Two reference bands — 75 kDa (red) and 25 kDa (green)
Contents
Approximately 0.1~0.4 mg/ml of each protein in the buffer (20 mM Tris-phosphate (pH 7.5 at 25°C), 2% SDS, 0.2 mM DTT, 3.6 M urea, and 15% (v/v) glycerol).
Quality Control
Under suggested conditions, PM2600 ExcelBand™ 3-color High Range Protein Marker resolves 12 major bands in 15% SDS-PAGE (Tris-Glycine buffer, MOPS, and MES buffer) and after Western blotting to nitrocellulose membrane.
Storage
4°C for 3 months -20°C for long term storage
Document
The PM2600 ExcelBand™ 3-color High Range Protein Marker is a ready-to-use three-color protein standard with 12 pre-stained proteins covering a wide range of molecular weights from 10 to 245 kDa in Tris-Glycine Buffer (9 to 235 kDa in Bis-Tris (MOPS) buffer and 10 to 235 kDa in Bis-Tris (MES) buffer).

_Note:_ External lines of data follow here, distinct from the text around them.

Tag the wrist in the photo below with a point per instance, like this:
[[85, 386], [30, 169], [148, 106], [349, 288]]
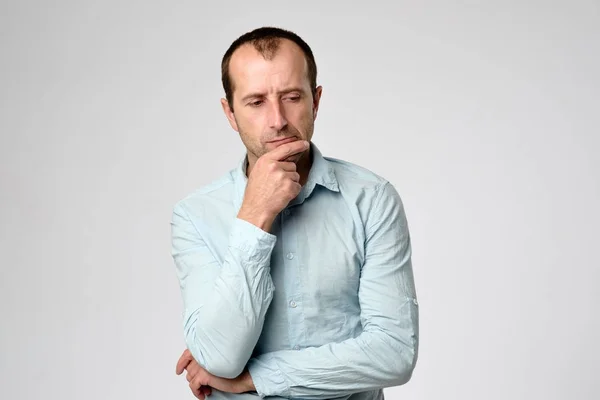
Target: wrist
[[262, 220]]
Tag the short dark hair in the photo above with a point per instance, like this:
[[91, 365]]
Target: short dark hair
[[266, 41]]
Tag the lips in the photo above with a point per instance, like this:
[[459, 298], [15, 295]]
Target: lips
[[284, 140]]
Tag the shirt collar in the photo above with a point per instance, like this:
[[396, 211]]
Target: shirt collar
[[321, 173]]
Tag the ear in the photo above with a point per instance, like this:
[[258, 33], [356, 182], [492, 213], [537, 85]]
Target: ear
[[316, 100], [229, 114]]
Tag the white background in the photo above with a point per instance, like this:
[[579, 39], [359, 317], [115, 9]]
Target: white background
[[484, 115]]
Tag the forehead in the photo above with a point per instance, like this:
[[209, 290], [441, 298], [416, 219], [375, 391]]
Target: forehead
[[250, 71]]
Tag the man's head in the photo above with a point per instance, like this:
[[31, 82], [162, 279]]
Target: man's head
[[269, 77]]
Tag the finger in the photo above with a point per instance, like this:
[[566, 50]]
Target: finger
[[183, 361], [294, 176], [288, 149], [196, 390], [287, 166], [206, 390]]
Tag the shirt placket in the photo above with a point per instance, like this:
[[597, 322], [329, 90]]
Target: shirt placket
[[292, 262]]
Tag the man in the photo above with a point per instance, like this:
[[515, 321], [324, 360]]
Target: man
[[295, 269]]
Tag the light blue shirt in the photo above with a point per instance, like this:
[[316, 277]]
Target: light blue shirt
[[323, 306]]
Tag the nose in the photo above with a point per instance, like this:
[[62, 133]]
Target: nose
[[276, 116]]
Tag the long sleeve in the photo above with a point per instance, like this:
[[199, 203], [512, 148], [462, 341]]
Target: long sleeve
[[385, 353], [224, 302]]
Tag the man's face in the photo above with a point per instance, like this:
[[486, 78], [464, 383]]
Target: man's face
[[272, 99]]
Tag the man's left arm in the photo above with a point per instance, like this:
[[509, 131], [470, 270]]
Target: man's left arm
[[385, 353]]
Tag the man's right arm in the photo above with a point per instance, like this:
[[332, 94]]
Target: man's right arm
[[224, 304]]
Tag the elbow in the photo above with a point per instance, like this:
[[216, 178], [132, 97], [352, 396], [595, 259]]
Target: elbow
[[225, 361], [224, 368], [405, 365]]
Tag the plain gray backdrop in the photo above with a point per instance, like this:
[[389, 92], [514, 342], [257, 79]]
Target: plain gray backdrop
[[484, 115]]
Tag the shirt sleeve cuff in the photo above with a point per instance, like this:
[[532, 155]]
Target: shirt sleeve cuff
[[252, 240], [267, 377]]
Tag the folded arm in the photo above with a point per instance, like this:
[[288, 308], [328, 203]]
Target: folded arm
[[224, 302], [385, 353]]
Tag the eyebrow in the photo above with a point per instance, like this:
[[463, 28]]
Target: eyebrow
[[284, 91]]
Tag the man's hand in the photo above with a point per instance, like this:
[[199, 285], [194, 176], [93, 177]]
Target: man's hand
[[272, 184], [202, 382]]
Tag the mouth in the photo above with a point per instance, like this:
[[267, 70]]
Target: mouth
[[284, 140]]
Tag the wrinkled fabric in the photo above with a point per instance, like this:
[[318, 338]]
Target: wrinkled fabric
[[321, 307]]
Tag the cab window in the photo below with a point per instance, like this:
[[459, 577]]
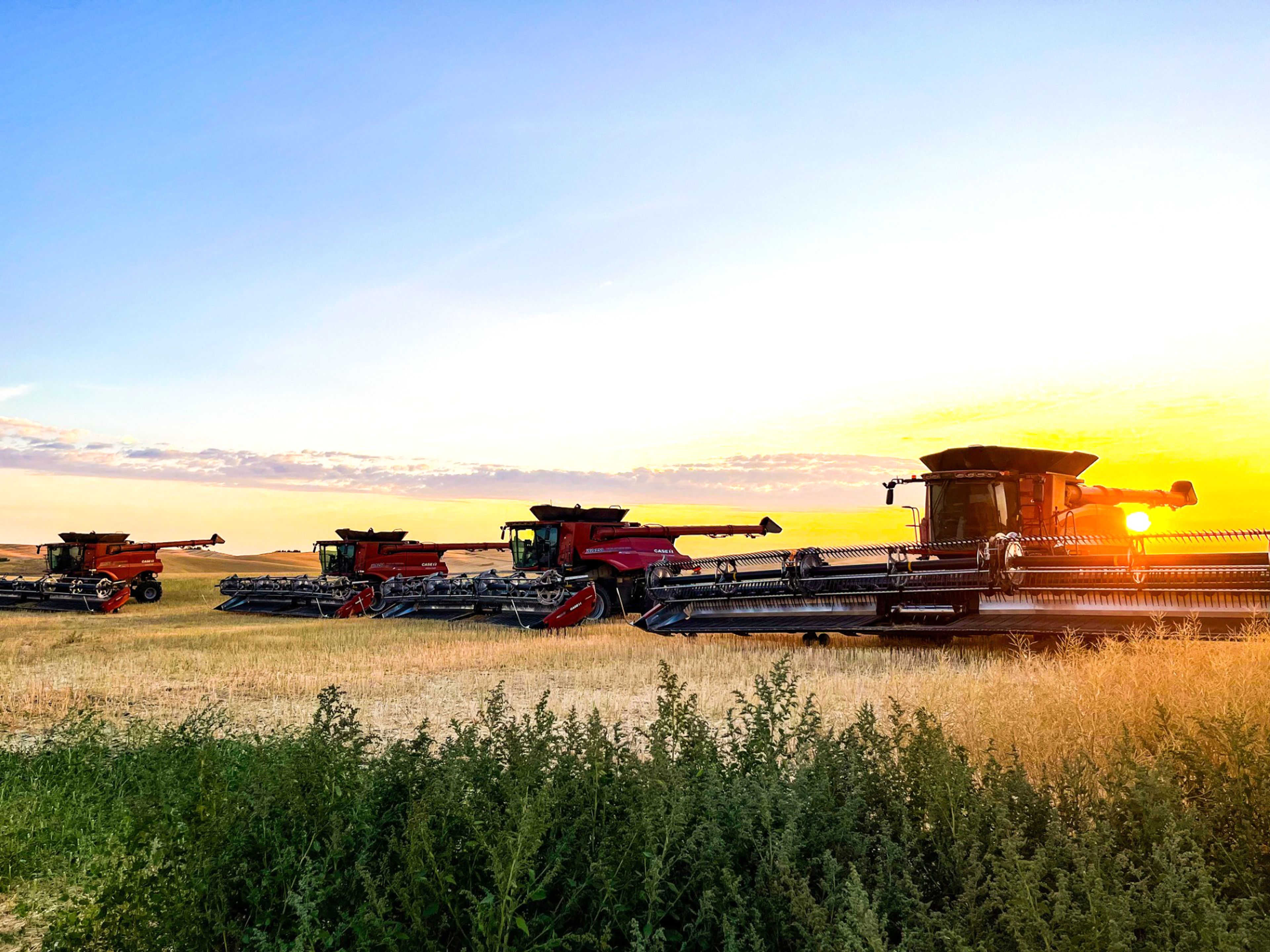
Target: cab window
[[535, 547], [967, 509], [337, 559], [65, 559]]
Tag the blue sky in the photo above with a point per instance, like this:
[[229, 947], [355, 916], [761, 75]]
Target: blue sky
[[601, 237]]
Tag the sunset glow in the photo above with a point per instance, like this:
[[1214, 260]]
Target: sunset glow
[[554, 257]]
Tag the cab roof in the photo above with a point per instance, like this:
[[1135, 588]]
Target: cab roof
[[1018, 459], [371, 536], [576, 513]]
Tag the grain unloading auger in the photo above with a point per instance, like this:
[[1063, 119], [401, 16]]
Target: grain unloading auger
[[93, 572], [570, 564], [1011, 541], [354, 569]]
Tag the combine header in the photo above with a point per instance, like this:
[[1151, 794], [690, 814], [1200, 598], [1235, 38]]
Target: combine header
[[570, 564], [354, 568], [1011, 541], [95, 572]]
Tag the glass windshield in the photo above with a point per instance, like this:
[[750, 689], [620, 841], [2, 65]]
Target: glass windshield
[[337, 559], [65, 559], [966, 509], [535, 547]]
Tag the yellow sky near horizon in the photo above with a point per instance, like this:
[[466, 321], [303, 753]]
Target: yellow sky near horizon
[[1146, 440]]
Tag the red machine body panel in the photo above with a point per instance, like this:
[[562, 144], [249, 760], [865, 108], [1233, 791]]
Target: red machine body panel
[[379, 559]]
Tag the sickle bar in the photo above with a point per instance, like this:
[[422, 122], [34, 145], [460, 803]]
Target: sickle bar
[[538, 600], [63, 593], [295, 596], [1091, 584]]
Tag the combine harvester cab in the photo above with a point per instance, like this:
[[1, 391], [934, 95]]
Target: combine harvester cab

Proteins are covalently coupled with a blue chromophore except for two reference bands (one green and one red band at 25 kDa and 75 kDa respectively) when separated on SDS-PAGE (Tris-Glycine buffer). The PM2600 3-color High Range Protein Marker is designed for monitoring protein separation during SDS-polyacrylamide gel electrophoresis, verification of Western transfer efficiency on membranes (PVDF, nylon, or nitrocellulose) and for approximating the size of proteins.